Our company takes pride in constructing community buildings that are not only fit for purpose but also fully accessible in compliance with DDA legislation. We ensure that all of our buildings are easy to maintain and built to the highest possible standards.

Our range of schemes includes refurbishments, extensions, and remodelling projects, which are aimed at breathing new life into redundant spaces, as well as constructing modern, environmentally friendly, and purpose-designed buildings.


Sustainability is at the forefront of our approach, and we incorporate sustainable technologies wherever possible. We consider the whole life cycle cost of each building, making them more cost-efficient to run over the long term. One of our exemplar schemes for Mildway Community Partnership involved the refurbishment and upgrading of an existing community centre to meet Passivhaus sustainability and recycling standards, resulting in a further 35% of usable workspace.

We make every effort to use local labour, materials, and suppliers on all of our projects. We also work closely with different stakeholders involved in each project, including local authorities, funding bodies, and user groups. By doing so, we ensure that our facilities serve the best interests of the community.
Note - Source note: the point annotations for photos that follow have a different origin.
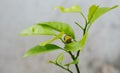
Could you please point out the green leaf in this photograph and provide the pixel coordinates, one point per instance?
(60, 58)
(41, 49)
(38, 30)
(74, 8)
(75, 46)
(95, 12)
(60, 26)
(74, 62)
(53, 39)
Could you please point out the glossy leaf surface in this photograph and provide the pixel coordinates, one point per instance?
(61, 27)
(53, 39)
(95, 12)
(41, 49)
(74, 8)
(38, 30)
(60, 58)
(75, 46)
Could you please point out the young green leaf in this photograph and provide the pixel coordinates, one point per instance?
(41, 49)
(74, 8)
(75, 46)
(53, 39)
(74, 62)
(38, 30)
(95, 12)
(60, 58)
(59, 26)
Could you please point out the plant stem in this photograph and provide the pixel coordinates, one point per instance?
(74, 58)
(63, 67)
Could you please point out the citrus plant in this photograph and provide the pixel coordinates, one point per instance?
(64, 32)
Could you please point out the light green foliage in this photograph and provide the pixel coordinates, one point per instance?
(74, 8)
(60, 26)
(41, 49)
(59, 29)
(37, 29)
(60, 58)
(73, 62)
(95, 12)
(75, 46)
(53, 39)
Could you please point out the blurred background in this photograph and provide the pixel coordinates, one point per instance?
(102, 50)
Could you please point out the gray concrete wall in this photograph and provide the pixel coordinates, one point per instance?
(103, 44)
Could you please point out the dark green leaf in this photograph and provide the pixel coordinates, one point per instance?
(95, 12)
(38, 30)
(41, 49)
(75, 46)
(59, 26)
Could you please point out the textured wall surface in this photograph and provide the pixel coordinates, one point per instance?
(102, 50)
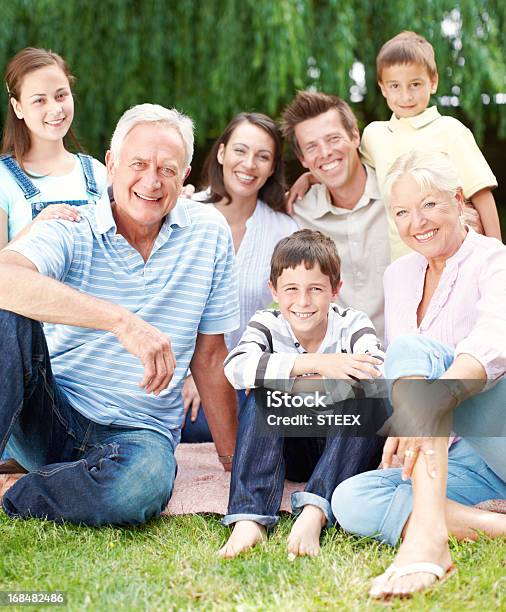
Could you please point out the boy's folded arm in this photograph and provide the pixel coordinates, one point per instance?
(362, 338)
(365, 150)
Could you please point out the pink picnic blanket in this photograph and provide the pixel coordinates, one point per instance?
(202, 484)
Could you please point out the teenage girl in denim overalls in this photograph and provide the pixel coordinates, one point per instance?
(39, 178)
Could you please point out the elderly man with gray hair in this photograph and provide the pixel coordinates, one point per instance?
(130, 296)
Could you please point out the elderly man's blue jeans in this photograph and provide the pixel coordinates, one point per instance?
(261, 464)
(80, 471)
(379, 503)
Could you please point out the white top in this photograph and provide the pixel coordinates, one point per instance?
(467, 310)
(264, 229)
(361, 237)
(71, 186)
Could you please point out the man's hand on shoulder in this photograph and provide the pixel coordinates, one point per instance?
(298, 190)
(152, 347)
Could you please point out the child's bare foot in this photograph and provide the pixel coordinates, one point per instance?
(304, 538)
(243, 537)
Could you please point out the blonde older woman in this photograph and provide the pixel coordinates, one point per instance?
(444, 315)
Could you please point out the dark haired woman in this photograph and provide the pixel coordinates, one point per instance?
(245, 177)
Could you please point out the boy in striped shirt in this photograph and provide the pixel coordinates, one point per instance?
(308, 335)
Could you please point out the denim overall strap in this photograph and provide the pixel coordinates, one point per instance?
(89, 175)
(25, 184)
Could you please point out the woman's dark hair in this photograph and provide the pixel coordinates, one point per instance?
(16, 136)
(273, 192)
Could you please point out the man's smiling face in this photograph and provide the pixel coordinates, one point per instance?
(327, 150)
(148, 177)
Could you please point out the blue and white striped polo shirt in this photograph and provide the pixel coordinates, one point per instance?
(185, 287)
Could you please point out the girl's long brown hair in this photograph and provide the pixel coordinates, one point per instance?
(16, 139)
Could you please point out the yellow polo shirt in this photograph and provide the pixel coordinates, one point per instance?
(384, 141)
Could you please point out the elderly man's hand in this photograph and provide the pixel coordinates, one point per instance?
(152, 348)
(407, 451)
(472, 218)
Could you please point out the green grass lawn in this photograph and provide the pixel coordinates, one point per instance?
(171, 563)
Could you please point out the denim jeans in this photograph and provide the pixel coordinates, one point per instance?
(80, 471)
(262, 462)
(378, 503)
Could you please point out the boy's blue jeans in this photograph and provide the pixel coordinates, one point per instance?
(80, 471)
(379, 503)
(261, 464)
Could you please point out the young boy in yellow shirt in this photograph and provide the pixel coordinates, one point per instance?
(407, 76)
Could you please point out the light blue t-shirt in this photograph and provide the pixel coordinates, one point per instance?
(185, 287)
(70, 186)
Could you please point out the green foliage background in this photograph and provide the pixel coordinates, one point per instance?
(214, 58)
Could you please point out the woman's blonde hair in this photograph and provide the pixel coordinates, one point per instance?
(431, 170)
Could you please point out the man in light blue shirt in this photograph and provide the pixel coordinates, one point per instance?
(130, 296)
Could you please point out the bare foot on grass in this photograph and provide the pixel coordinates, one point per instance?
(243, 537)
(304, 538)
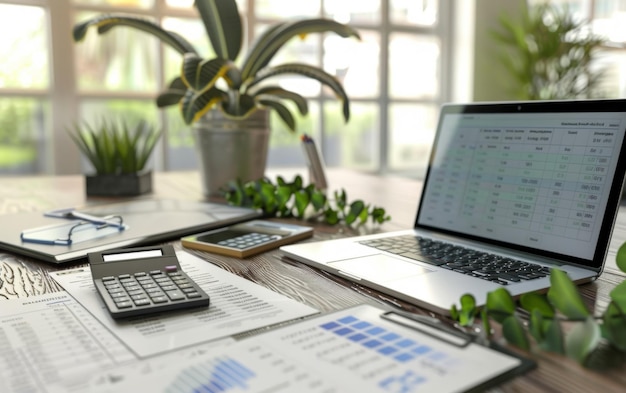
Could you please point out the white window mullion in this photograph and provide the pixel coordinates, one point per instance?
(63, 95)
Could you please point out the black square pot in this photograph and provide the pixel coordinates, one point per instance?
(126, 184)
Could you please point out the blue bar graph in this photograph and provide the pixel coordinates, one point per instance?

We believe that building sustainable and accessible community spaces is essential to promoting social cohesion and enhancing the quality of life for all members of the community.

Community Ancor


Hainault Ancient Forest Project

Client: LB of Redbridge
Architect: Thomas Ford & Partners 
Landscape Architect: Jon Sheaff
QS: Huntley Cartwright
Value: £3m                              

Buxton were delighted to have restored Hainault Forest to its former glory for Redbridge Council.

We have refurbished the existing Victorian barns, and created a new visitor hub to provide top-quality visitor facilities, including a new interactive interpretation &  visitor centre, events facility, and an additional catering unit.

The barns will provide a number of small workshops for the operation of local, craft-based businesses, works have also allowed for new servicing to all buildings and landscaping.


Hainault Forest is a spectacular parkland with a rich history, once used as the hunting ground of King Henry VIII it remains a haven for wildlife including an incredible 158 species of birds.

The restoration project is an example of how regeneration can benefit the whole community, through supporting businesses, creating jobs and training opportunities while protecting wildlife, and improving green spaces.